Basic Syntax: Input And Output"

chooseCRANmirror(graphics = FALSE, ind = 1)

knitr::opts_chunk$set(echo = TRUE,
                      message = FALSE,
                      warning = FALSE,
                      out.width="100%")

if (!require(pacman)) install.packages("pacman")

p_load(
  lubridate,
  here,
  rio,
  tidyverse,
  drhur
)

Key Points

Basic Concepts

Object-Oriented Programming Language

summary(wvs7)
summary(wvs7$age)

Learning by Doing

R's Polymorphism allows us to use common methods or functions to deal with object types that have not yet been defined. In addition to summary(), plot() is another example of Polymorphism. Please use plot() to process two different objects.

plot(wvs7$age)
plot(wvs7$age, wvs7$incomeLevel)

Function

The principle of OOP: don't change data manually , let the commands do it. Syntax: <command name>(<target data>, <condition 1>, <condition 2>, ...)

{height=500}

light <- function(finger){
  {{shadow <- finger + 5}}
}
handShadow <- light(finger = 3)
handShadow

Data Packages

{height=300}

<-

Assignment operator, the shorthand for the assign() command

Syntax: <variable name> <- <object>

aValidObject <- 1:5
aValidObject

->, =, <<-

Four symbols for assignment in R:

  1. assign()
  2. <-
  3. <<-
  4. =

Why <-

a <- 12
25 -> b

What Time to Use the Command?

median(y <- 1:10); y
median(x = 1:10); x
new_counter <- function() {
  i <- 0
  function() {
    # do something useful, then ...
    i <<- i + 1
    i
  }
}

Naming Rules

  1. Don't start with a number (Error: 1stday).
  2. No special symbols except . and _ (Error: M&M).
  3. Case sensitive (X != x), ! means "not"/"no", != means "not equal to".
  4. Don't override built-in commands if necessary(avoid: list <- c(1:5)).
  5. Ideographic

Please create a compliant and non-compliant object:

# Create a non-compliant object

# 5var_name <- data_frame($education)


# Create a compliant object

var_name5 <- data_frame(wvs7$education)

Learning by Doing

question("Which variables are compliant? Please select all valid variable names.",
  answer("my_data_frame <- data_frame(wvs7$education)", correct = TRUE),
  answer("mydata&frame <- data_frame(wvs7$education)"),
  answer("MyDataFrame <- data_frame(wvs7$education)", correct = TRUE),
  answer("1data_frame <- data_frame(wvs7$education)"),
  incorrect = "Incorrect")

Data Input

Built-in Data

data()

Learning by Doing

Select a data in data to open and check the variables in it by summary:


# example

data(uspop)
summary(uspop)

Data Types That Can Be Read Directly

Syntax: <name><- <read command>(<data path>)

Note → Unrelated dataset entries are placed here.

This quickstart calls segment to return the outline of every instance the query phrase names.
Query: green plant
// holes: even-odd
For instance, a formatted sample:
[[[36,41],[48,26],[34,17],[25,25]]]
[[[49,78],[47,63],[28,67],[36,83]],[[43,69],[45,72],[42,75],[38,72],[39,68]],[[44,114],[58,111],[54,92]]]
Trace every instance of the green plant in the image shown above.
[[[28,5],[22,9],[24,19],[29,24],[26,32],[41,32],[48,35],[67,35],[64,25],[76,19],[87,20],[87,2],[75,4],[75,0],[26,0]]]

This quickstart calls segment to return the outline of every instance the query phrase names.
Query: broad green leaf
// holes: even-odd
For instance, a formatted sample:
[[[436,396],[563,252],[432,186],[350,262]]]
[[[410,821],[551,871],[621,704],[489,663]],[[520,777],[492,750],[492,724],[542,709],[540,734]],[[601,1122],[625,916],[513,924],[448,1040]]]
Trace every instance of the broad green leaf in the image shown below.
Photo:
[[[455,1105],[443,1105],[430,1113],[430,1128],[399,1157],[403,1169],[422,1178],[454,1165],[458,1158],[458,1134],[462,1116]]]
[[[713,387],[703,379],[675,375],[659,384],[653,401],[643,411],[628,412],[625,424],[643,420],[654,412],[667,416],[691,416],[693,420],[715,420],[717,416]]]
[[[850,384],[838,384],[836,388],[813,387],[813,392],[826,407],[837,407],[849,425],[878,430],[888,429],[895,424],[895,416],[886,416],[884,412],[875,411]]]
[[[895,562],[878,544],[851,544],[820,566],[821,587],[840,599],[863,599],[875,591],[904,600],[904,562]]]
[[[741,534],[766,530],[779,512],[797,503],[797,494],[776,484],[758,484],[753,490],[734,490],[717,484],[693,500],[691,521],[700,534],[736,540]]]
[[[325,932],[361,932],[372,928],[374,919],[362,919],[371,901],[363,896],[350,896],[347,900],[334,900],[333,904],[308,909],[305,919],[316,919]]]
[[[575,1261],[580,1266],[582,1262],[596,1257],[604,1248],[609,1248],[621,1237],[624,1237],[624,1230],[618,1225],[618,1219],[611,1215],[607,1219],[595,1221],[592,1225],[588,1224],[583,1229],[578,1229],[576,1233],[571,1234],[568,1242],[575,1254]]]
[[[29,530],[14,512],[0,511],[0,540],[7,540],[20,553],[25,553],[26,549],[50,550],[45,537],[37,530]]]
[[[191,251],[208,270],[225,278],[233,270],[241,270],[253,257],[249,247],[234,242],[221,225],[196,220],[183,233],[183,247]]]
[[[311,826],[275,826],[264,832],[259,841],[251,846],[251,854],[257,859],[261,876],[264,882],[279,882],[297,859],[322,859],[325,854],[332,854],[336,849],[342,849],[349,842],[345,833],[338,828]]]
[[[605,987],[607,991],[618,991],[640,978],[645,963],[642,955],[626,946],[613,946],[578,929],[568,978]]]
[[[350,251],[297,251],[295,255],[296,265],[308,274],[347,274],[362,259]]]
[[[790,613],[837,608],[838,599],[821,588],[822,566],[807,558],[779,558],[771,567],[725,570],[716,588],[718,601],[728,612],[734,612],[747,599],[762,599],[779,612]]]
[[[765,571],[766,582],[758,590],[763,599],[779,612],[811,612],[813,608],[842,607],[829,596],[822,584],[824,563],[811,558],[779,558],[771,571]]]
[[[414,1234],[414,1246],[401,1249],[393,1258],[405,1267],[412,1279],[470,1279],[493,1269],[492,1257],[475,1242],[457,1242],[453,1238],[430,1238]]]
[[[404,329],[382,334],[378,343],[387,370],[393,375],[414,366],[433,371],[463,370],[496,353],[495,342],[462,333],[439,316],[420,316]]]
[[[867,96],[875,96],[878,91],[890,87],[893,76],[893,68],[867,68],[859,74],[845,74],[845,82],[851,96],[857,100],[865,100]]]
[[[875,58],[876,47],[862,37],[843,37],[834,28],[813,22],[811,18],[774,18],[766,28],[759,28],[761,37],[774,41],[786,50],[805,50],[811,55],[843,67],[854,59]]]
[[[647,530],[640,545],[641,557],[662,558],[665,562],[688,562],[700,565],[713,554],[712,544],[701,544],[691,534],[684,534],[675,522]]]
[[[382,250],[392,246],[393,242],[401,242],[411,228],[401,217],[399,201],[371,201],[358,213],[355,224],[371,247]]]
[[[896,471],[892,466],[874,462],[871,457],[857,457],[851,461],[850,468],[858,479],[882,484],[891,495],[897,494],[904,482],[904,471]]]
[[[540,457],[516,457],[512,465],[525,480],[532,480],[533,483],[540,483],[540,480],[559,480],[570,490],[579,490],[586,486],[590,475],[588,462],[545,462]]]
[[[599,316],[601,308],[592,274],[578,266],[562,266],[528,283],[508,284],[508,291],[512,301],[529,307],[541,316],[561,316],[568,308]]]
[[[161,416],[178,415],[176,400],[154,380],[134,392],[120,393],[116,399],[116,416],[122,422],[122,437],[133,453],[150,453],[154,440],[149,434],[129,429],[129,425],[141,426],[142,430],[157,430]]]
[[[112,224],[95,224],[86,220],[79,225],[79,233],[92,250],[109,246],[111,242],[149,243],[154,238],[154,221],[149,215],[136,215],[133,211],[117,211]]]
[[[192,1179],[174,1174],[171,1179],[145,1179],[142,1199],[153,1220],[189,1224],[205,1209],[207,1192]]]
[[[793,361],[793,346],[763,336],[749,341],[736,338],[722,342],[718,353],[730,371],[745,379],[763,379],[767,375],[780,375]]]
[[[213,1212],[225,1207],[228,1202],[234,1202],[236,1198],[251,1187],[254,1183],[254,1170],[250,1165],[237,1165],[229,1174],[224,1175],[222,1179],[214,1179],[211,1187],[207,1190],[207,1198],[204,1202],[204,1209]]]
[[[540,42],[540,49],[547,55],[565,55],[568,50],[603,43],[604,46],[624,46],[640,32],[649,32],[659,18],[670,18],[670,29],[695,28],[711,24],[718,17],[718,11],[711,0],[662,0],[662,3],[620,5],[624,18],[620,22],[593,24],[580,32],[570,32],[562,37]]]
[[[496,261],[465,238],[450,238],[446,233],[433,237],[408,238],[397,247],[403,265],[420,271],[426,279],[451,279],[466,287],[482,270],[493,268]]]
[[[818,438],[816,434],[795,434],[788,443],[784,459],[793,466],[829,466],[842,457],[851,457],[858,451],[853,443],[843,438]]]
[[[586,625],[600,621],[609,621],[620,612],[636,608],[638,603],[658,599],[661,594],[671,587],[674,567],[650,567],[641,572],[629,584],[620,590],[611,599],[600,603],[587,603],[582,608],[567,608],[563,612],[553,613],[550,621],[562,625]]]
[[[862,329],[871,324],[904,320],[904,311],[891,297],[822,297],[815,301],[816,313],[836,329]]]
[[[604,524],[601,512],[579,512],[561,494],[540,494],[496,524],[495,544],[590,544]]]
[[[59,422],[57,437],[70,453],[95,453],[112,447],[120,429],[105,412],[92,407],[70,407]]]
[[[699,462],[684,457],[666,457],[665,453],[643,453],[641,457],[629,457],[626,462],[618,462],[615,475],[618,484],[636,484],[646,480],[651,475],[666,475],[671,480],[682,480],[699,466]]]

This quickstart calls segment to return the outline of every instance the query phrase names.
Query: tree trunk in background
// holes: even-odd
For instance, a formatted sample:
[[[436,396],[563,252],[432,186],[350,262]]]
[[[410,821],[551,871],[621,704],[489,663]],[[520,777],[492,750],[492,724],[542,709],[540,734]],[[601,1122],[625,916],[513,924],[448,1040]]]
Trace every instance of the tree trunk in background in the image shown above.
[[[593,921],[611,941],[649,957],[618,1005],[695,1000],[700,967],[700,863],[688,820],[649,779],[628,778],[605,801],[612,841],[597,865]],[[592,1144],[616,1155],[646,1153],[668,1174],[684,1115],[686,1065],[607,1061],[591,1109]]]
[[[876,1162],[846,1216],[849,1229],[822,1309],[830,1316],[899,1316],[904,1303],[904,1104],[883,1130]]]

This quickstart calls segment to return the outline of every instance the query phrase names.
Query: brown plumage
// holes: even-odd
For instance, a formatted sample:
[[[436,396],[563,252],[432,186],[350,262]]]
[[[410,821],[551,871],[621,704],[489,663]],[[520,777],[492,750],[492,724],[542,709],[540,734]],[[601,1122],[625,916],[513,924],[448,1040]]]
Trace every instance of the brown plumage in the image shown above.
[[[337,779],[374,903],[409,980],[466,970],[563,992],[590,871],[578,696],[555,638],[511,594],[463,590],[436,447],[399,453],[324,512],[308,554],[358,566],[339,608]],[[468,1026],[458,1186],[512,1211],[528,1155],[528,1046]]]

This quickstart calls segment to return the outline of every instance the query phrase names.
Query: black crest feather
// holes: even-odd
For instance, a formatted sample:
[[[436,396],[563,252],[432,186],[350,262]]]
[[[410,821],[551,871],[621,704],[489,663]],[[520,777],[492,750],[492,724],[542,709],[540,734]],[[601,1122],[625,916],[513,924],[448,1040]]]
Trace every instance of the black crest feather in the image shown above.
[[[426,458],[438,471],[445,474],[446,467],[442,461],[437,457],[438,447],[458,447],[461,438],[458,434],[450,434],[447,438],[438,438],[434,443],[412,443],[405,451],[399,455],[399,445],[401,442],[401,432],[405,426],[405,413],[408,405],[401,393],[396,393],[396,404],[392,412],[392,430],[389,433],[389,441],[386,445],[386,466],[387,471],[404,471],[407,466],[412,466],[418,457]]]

df_rds <- readRDS("aDataset.rds")
df_txt <- read.table("D:/aDataset.txt")
df_csv <- read.csv("./aDataset.csv")

Data Types Need To Call The Package To Read

Call the package through library or require, and then use the commands in it.

# SPSS, Stata, SAS
library(haven)
df_spss <- read_spss("<FileName>.sav")
df_stata <- read_dta("<FileName>.dta")
df_sas <- read_sas("<FileName>.sas7bdat")  

# Quick Import of Forms
library(reader)
df_csv <- read.csv("<FileName>.csv")
df_table <- read.table("<FileName>.csv/txt")

# Excel
library(readxl)
df_excel <- read_excel("<FileName>.xls")
df_excel2 <- read_excel("<FileName>.xlsx")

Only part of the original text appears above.